WAIKIKI (HawaiiNewsNow) - The 100th anniversary of World War I's Battle of the Somme was Friday. Australian visitor Andrew Dowling was surprised there wasn't a bigger ceremony for one of the deadliest battles in history at the Waikiki War Memorial Natatorium.

"Pretty much in every town, in every county in Australia, you'll find a memorial, whether it be big or small, they're always an important part of every city every town every place," Dowling said.

The natatorium has been named a "national treasure" by the National Trust for Historic Preservation, and is recognized as a landmark in Honolulu.

But it's also been left to crumble into disrepair and, up until this week, the city appeared to be moving ahead with a plan to demolish the 89-year-old natatorium and construct a beach in its place.

Community members, though, say the city is now discussing new alternatives for the future of the natatorium.

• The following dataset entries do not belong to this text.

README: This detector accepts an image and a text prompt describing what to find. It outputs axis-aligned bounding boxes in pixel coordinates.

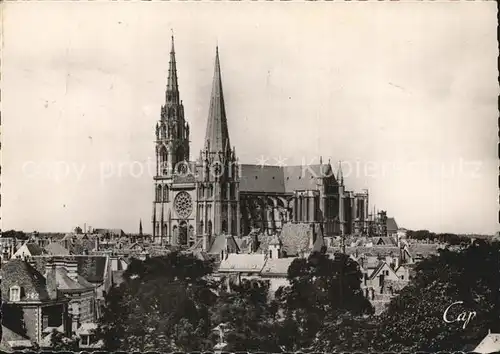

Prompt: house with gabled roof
[11,242,47,260]
[44,242,70,256]
[1,259,71,343]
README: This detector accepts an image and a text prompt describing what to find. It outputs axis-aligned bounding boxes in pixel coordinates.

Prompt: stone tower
[197,48,240,244]
[152,36,189,243]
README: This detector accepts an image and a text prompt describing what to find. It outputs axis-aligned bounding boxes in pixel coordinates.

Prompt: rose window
[174,192,193,219]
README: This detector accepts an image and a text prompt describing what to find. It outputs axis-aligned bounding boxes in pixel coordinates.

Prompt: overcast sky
[2,1,498,233]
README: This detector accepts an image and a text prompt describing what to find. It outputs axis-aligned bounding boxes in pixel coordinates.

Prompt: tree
[373,241,500,351]
[98,252,218,351]
[212,280,280,352]
[276,252,373,351]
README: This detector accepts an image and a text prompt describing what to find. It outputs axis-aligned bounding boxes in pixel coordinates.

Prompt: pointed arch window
[163,186,168,202]
[156,185,162,202]
[207,220,212,236]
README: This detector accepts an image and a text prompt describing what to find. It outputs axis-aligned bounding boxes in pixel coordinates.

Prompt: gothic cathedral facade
[152,37,368,246]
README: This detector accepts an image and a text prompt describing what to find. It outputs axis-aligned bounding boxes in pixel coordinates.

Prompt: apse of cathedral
[152,37,368,246]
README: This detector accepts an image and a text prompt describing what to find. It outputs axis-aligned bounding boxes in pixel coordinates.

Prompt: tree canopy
[97,252,218,351]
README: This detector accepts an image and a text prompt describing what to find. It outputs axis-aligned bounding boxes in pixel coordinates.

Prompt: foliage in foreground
[98,241,500,352]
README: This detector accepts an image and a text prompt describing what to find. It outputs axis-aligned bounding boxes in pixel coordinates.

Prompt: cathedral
[152,37,368,249]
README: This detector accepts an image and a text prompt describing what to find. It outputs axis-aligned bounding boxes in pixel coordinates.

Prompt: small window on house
[82,335,90,345]
[9,286,21,302]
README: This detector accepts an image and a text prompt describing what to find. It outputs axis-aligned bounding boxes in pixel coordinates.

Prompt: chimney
[45,258,57,299]
[65,259,78,282]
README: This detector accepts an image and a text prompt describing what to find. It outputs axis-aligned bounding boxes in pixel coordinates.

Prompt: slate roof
[261,257,296,277]
[240,164,336,194]
[385,218,398,233]
[92,228,125,236]
[112,270,124,286]
[56,268,93,291]
[345,245,399,257]
[473,333,500,354]
[373,237,398,246]
[0,259,54,301]
[0,324,32,351]
[45,242,69,256]
[26,242,46,256]
[219,253,266,273]
[280,223,322,257]
[207,234,239,254]
[406,243,442,257]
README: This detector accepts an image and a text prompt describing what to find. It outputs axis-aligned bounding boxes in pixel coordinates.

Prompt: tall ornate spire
[205,46,231,153]
[166,34,179,104]
[337,161,344,186]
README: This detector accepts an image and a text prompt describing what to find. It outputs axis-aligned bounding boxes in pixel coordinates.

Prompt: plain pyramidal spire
[167,34,179,101]
[205,45,231,152]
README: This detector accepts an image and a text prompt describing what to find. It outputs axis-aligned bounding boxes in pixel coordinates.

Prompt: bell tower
[152,36,189,243]
[197,48,240,244]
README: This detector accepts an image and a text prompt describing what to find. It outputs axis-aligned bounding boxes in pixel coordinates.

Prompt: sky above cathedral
[1,2,498,233]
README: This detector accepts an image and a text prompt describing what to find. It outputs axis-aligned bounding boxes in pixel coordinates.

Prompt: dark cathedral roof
[240,164,336,194]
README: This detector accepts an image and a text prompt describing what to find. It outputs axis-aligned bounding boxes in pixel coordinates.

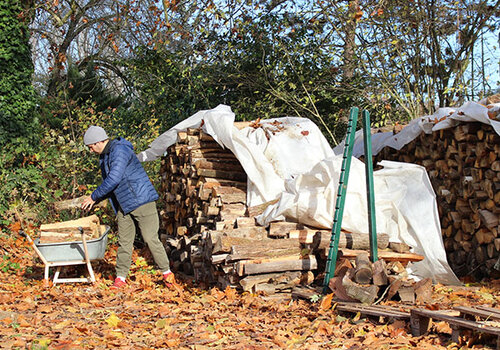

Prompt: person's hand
[81,196,95,210]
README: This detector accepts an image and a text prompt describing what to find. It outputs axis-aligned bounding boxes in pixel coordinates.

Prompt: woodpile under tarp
[376,120,500,277]
[160,123,422,295]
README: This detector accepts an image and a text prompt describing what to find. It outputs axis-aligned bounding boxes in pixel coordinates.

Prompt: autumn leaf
[319,293,333,310]
[106,312,120,328]
[224,286,237,300]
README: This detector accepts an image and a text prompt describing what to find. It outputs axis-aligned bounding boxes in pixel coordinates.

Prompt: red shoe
[163,271,175,288]
[111,277,127,289]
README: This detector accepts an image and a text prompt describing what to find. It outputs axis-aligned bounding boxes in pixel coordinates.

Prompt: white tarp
[138,105,460,284]
[333,101,500,157]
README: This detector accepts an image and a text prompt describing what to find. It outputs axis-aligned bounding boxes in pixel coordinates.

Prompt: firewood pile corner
[376,119,500,278]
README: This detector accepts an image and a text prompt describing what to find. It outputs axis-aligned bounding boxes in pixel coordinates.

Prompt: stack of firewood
[376,122,500,277]
[161,129,317,293]
[329,252,432,304]
[161,129,421,295]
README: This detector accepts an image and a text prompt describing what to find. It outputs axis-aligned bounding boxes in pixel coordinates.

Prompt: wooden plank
[244,255,318,275]
[339,248,424,263]
[453,306,500,320]
[336,302,410,320]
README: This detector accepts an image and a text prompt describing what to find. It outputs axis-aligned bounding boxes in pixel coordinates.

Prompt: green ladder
[323,107,378,294]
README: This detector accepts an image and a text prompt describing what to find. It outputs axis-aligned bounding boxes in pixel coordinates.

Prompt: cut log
[269,221,303,238]
[40,215,105,243]
[312,230,389,250]
[353,252,373,284]
[238,256,318,275]
[342,273,378,304]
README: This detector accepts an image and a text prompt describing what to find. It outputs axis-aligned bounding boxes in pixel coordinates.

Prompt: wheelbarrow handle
[19,230,33,244]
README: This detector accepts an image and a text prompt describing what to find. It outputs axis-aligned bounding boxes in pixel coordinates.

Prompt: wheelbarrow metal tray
[35,226,110,262]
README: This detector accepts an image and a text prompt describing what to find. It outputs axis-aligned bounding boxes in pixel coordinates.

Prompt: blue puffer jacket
[91,138,158,214]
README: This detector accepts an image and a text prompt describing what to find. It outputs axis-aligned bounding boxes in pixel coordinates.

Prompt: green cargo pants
[116,202,170,277]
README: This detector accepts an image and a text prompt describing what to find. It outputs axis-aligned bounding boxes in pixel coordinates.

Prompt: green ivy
[0,1,36,146]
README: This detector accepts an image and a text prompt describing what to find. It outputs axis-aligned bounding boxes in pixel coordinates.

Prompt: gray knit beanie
[83,125,108,146]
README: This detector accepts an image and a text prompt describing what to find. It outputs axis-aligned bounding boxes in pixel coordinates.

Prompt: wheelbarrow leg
[78,227,95,283]
[87,260,95,283]
[52,266,61,284]
[43,264,49,283]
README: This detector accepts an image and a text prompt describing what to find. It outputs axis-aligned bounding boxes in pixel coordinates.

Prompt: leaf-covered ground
[0,233,500,349]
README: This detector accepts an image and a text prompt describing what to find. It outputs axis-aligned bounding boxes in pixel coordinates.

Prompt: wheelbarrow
[19,226,110,285]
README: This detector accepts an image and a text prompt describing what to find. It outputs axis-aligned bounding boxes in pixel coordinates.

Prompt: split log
[312,230,389,250]
[353,252,373,284]
[237,256,318,276]
[40,215,106,243]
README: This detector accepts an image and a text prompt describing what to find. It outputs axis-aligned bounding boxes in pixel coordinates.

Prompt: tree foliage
[0,1,36,146]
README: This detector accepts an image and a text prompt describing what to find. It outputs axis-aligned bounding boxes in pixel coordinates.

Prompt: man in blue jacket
[82,126,175,288]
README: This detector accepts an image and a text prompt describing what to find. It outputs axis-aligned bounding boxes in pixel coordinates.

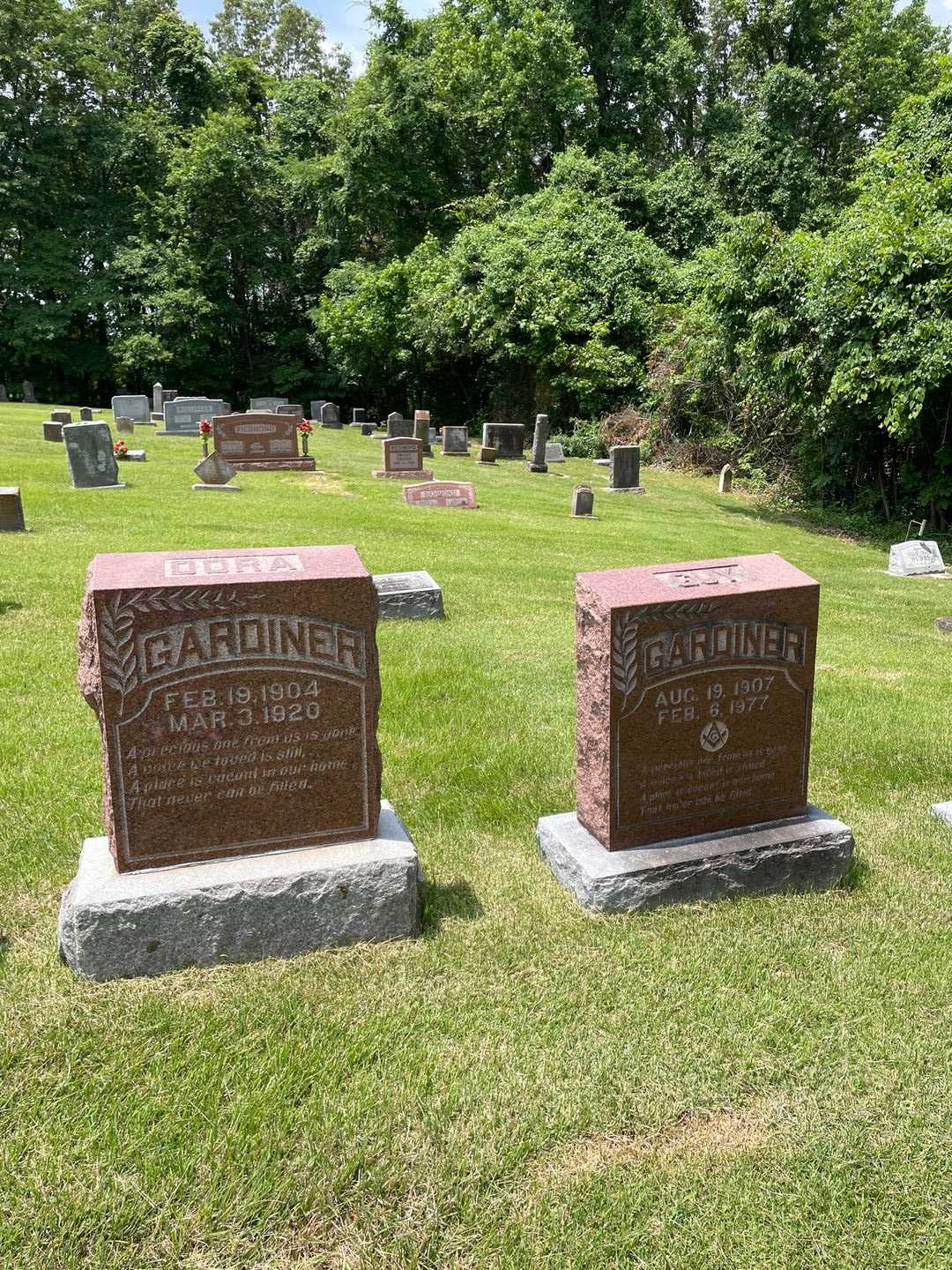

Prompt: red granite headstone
[212,412,316,471]
[78,546,381,872]
[576,555,820,851]
[404,480,477,507]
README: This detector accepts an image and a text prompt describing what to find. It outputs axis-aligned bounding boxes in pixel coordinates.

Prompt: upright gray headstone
[608,445,643,494]
[113,392,152,423]
[63,423,122,489]
[529,414,548,473]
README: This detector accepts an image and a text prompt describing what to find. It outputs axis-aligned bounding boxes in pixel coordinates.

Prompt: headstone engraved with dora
[537,555,853,909]
[60,546,419,978]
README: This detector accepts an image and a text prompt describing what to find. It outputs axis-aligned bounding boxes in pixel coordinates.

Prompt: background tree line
[0,0,952,523]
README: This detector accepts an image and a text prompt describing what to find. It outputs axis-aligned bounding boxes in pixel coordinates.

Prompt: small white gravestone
[889,539,946,578]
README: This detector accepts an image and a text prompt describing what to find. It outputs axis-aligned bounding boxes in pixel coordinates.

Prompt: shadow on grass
[423,878,482,932]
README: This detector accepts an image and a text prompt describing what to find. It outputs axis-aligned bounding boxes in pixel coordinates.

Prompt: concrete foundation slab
[536,805,853,913]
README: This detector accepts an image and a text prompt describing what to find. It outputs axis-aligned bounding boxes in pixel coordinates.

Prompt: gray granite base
[536,805,853,913]
[58,802,423,981]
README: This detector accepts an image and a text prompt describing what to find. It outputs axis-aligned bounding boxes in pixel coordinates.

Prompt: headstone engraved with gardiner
[212,412,316,473]
[63,423,126,489]
[373,437,433,480]
[537,555,853,909]
[482,423,525,459]
[60,546,420,979]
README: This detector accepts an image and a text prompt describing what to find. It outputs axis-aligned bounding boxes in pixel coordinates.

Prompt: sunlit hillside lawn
[0,405,952,1270]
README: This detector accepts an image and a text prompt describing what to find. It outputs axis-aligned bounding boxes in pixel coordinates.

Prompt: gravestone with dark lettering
[889,539,946,578]
[0,485,26,534]
[112,393,152,423]
[373,437,433,480]
[482,423,525,459]
[60,546,421,979]
[373,569,443,621]
[212,412,316,473]
[63,423,126,489]
[158,398,228,437]
[608,445,645,494]
[539,555,853,909]
[404,480,479,508]
[442,423,470,459]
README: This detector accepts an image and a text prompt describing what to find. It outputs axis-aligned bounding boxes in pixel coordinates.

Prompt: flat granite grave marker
[482,423,525,459]
[112,393,152,423]
[0,485,26,534]
[191,450,242,494]
[537,555,853,909]
[63,422,126,489]
[888,539,946,578]
[159,398,228,437]
[404,480,479,508]
[373,437,433,480]
[58,546,421,979]
[608,445,645,494]
[212,412,317,473]
[373,569,443,621]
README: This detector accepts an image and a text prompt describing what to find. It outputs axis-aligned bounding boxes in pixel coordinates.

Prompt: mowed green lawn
[0,405,952,1270]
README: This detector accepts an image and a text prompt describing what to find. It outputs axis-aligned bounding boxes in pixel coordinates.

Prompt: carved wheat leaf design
[99,586,264,713]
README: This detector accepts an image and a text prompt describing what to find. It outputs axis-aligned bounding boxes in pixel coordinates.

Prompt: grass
[0,405,952,1270]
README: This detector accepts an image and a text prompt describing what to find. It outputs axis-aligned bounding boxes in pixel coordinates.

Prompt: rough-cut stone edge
[58,802,423,981]
[536,805,853,913]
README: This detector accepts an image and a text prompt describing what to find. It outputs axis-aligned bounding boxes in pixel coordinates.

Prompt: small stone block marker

Among the options being discussed:

  • Rehabilitate the natatorium's pool structure, including the pool deck, supporting piles and portions of outer sea walls.
  • Renovate the entire natatorium, including the pool structure and swim basins mauka sea wall.
  • Retain the bleachers with no landslide modifications.
  • Create a beach with landslide modifications.

All of these options will be included for full analysis in an environmental impact statement.

"We're really excited that the city is having conversations with the preservation communities," said Donna Ching, of Friends of the Natatorium.

"I think there's going to be an ongoing conversation with the city and their consultants about what makes sense environmentally, economically and historically," Ching said.

The next round of consultation meetings between the city and stakeholders will take place in August and again in October, before the final environmental impact study is released.